A temporary credential is very similar to the above credentials, and it expires after a certain time period (just there an extra
session tokenfield).
Both CUP and CIP can “federate”, but for different purposes:
CUP — Getting a unified authentication token: We can use Cognito User Pool (CUP) as our “facade” to federate different identity providers (IdPs) — this makes your system behave universally after the authentication process, no matter from what IdP a user signs in. What the client gets are tokens (id_token, access_token, optionally refresh_token) issued from CUP — the client never sees the ‘federated’ IdP’s token.
Figure: The Cognito User Pool ‘federates’ identity providers (for AuthN)
CIP — issuing the AWS credentials by examining tokens issued from different IdP: We can use Cognito Identity Pool (CIP) to federate different identity providers (IdPs) as well. What this architecture does is that a users authenticates with the IdPs, and obtains the token issued from them; then the user sends the token to CIP to obtain the AWS temporary credentials.
Figure: The Cognito Identity Pool federates identity providers (for AuthZ)
Using Cognito User Pool and Cognito Identity Pool together
When we follow most of Cognito tutorials on Internet (for example, Amplify get started) the hidden architecture choice is what I called (Social IdP +) CUP + CIP AuthN and AuthZ stack.
Figure from Amplify Tutorial document: CUP (with Social IdP) + CIP Auth stack
There are a lot of reasons why this stack is the right choice when building applications and it likely fits most of the use cases. For example, if I were building quora.com or instagram from scratch today, I would use this AuthN / AuthZ stack:
Using CUP ‘federate’ social IdPs to reduce friction of needing to sign-up another app (memorizing another set of password) , yet providing a unified user catalog at the CUP layer;
Using CIP in the stack to enable features that need direct clients to AWS service interaction, such as photo upload to S3 from the mobile app directly.

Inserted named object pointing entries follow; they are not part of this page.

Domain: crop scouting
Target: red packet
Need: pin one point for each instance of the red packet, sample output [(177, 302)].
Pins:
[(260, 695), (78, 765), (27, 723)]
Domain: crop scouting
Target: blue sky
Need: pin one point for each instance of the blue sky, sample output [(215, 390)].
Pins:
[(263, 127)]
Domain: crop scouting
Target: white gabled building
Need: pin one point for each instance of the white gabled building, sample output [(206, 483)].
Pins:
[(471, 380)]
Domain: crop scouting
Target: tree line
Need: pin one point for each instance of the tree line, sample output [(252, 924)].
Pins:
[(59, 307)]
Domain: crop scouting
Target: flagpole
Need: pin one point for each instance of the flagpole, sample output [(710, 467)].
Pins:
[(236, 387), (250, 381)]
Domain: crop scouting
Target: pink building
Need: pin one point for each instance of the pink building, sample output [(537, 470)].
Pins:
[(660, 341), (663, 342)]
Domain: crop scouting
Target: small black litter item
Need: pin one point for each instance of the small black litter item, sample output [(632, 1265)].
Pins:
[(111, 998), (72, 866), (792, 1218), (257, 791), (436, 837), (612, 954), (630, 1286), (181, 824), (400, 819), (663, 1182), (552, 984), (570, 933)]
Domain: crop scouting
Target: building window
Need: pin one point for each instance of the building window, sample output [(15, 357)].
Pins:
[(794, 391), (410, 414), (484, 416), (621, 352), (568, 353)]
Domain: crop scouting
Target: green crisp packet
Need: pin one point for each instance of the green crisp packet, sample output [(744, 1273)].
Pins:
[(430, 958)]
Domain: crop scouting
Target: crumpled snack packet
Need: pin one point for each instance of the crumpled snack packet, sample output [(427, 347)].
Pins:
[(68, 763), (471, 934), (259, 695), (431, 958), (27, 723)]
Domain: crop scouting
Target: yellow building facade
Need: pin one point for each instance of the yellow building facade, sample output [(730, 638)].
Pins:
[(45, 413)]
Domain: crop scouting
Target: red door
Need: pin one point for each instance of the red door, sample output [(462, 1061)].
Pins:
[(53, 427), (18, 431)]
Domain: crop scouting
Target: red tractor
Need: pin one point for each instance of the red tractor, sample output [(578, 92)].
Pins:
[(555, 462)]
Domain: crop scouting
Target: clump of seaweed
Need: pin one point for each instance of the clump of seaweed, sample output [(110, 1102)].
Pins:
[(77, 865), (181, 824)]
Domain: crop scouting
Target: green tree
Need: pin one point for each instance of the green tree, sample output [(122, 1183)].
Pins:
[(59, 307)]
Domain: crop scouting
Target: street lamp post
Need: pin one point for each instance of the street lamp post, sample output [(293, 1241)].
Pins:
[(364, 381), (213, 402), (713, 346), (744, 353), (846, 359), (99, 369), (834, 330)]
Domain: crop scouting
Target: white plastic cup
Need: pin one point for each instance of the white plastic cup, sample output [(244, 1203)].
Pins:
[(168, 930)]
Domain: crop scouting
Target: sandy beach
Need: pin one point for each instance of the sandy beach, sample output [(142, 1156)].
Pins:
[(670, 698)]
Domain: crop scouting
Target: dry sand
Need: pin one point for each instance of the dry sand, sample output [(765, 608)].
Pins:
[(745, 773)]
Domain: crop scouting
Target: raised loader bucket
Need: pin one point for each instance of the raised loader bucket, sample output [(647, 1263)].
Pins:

But this architecture is not always needed, or sometimes it may not be even the right choice. This is a topic that probably would deserve at least 3-4 hours long discussion — let save that here.
Which architecture should I choose, after all?

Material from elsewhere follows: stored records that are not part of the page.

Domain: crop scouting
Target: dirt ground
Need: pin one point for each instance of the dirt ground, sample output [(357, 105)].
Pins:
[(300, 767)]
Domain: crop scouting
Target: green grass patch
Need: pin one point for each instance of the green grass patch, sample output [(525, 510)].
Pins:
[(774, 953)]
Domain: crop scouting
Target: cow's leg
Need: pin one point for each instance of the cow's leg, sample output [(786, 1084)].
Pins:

In this section, I’d like share some of my experienced use case scenarios — if they happen to sound similar to your use case, please use them as input for you to make your architecture decision.

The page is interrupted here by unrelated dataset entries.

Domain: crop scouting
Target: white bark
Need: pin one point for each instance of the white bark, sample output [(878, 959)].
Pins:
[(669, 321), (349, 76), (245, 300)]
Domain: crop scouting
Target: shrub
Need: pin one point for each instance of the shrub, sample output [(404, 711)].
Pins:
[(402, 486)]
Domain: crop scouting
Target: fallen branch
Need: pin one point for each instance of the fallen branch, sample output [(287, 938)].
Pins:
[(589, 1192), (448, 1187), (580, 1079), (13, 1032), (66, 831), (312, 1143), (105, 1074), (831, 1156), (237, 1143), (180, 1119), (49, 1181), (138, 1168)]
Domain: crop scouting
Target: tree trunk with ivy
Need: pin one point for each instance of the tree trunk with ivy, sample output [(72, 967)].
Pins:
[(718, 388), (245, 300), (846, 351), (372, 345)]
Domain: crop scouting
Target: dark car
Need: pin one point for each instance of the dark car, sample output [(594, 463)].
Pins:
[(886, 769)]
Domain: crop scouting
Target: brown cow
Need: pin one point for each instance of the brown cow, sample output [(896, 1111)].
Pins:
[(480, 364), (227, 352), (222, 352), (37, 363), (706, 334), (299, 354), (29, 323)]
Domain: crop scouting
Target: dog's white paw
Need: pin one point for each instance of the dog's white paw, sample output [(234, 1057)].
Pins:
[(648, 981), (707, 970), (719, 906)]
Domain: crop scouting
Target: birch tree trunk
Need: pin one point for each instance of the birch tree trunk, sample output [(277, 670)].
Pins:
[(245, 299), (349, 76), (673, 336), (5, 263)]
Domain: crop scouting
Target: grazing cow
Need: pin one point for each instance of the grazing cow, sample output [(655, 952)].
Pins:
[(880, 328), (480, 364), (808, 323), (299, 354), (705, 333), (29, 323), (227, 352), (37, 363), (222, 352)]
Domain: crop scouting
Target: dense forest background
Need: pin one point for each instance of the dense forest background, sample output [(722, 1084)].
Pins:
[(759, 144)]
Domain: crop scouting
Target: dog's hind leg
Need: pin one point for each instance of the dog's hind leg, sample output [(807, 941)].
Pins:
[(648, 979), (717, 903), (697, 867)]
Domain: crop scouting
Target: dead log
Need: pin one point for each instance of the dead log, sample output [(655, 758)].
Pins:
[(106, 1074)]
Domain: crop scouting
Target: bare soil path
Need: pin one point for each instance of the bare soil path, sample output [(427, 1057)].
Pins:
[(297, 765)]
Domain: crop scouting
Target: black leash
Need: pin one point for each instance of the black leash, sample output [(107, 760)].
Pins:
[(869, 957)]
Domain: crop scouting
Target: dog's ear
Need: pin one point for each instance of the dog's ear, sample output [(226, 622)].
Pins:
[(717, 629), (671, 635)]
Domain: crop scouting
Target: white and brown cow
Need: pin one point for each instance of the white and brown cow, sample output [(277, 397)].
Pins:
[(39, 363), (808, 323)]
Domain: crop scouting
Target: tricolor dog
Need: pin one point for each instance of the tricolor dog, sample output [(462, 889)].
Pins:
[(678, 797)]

If you just wanted to build a Restful API service behind API-Gateway, a simple Cognito User Pool (with or without social / SAML sign-in) architecture is probably all you need
you can simply enable “Cognito User Pool Authorizer” by a few clicks on your API-Gateway (certainly, hopefully later on your DevOps friends will codify your clicks into her infrastructure-as-code stack if you are building production services)
If you wanted to build an app that your front-end or mobile app needs to access AWS resources (for example, S3 to upload / display photos) directly, then you probably need to have the CUP (with or without social / SAML sign-in) + CIP
Summary
Cognito has a lot to do with authentication and authorization (AuthN / AuthZ) in AWS ecosystem.
If you need to enable your client to access AWS resources (beyond API-Gateway / Appsync) directly, you most likely will need Cognito Identity Pool;
If you wanted to have a low cost, scalable authentication and user catalog service, you probably take a look at Cognito User Pool.
PS: If you like this article, please sign up now so you don’t miss the future issues.
In the meantime, I plan to write one article each week in 2021 to demystify and relate the cloud technology to something we are familiar with — please feel free to tell your friends!
Hi Shuo, thanks for these articles. Can cognito be used to support auth to multiple apps in the same pool? I would like to start creating multiple react SPA apps (admin, customer, backend etc) on different hostnames and have a user be able to jump between them. I imagine this could be handled by attaching user groups to the same user and having all apps use the same CUP. Does that sound reasonable?